INVITRO AND INVIVO IONTOPHORESIS OF A TRIPEPTIDE ACROSS NUDE RAT SKIN

The iontophoretic delivery across nude rat skin of a tripeptide (Threonine-Lysine-Proline), which is positively charged at pH 7.4, has been measured in vitro and in vivo. The peptide was delivered from a poloxamer gel which demonstrated thermoreversible properties: the gel is a liquid at room temperature, a feature which facilitates preparation, whereas, at 37-degrees-C, the gel solidifies and provides a well-defined delivery system. The in vitro studies showed that: (a) iontophoresis significantly enhanced peptide delivery compared to passive transport; (b) peptide delivery was directly proportional to the applied continuous direct current density over the range 0.18-0.36 mA/cm2; (c) following 6 h of iontophoresis, minimal degradation of the peptide in either the donor or receptor phases of the diffusion cell (by electrolysis and/or metabolism) was observed; (d) exposure of the skin to direct current prior to the application (without current) of the tripeptide lowered the barrier function to the passive transport of Thr-Lys-Pro. In vivo, a single intravenous injection of radiolabeled tripeptide was rapidly eliminated (primarily in the urine) with an apparent half-life of less than 30 min.
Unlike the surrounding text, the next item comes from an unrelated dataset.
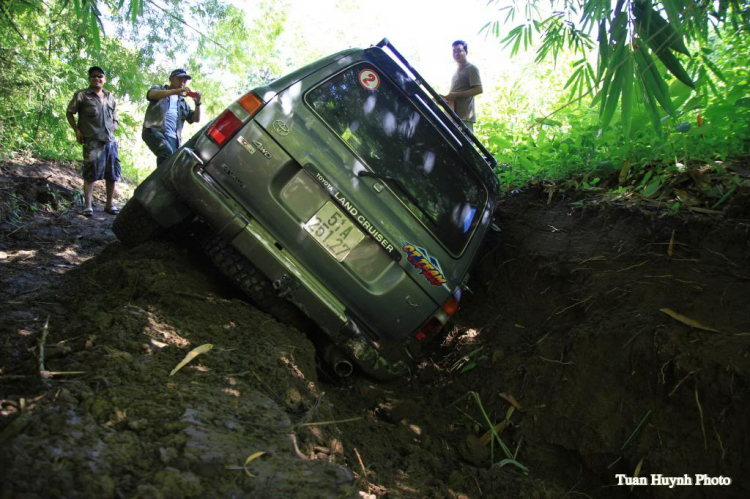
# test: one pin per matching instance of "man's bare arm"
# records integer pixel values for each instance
(74, 126)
When the peptide was delivered by iontophoresis, considerable enhancement over passive diffusion was again achieved; the cumulative delivery of tripeptide in vivo was predictable from the in vitro results. In addition, and once more in parallel to the in vitro findings, pre-exposure of the skin to the iontophoretic current lowered barrier function to the subsequent passive delivery of the peptide. Skin sectioning and radioassay demonstrated that, relative to passive diffusion, iontophoresis produced (i) greater localization of the peptide in the skin, and (ii) delivery of peptide to deeper layers of the skin. Finally, histological and electron microscopical examination of rat skin following 3 hours of iontophoresis (at 0.36 mA/cm2) in vivo did not reveal any gross morphological changes.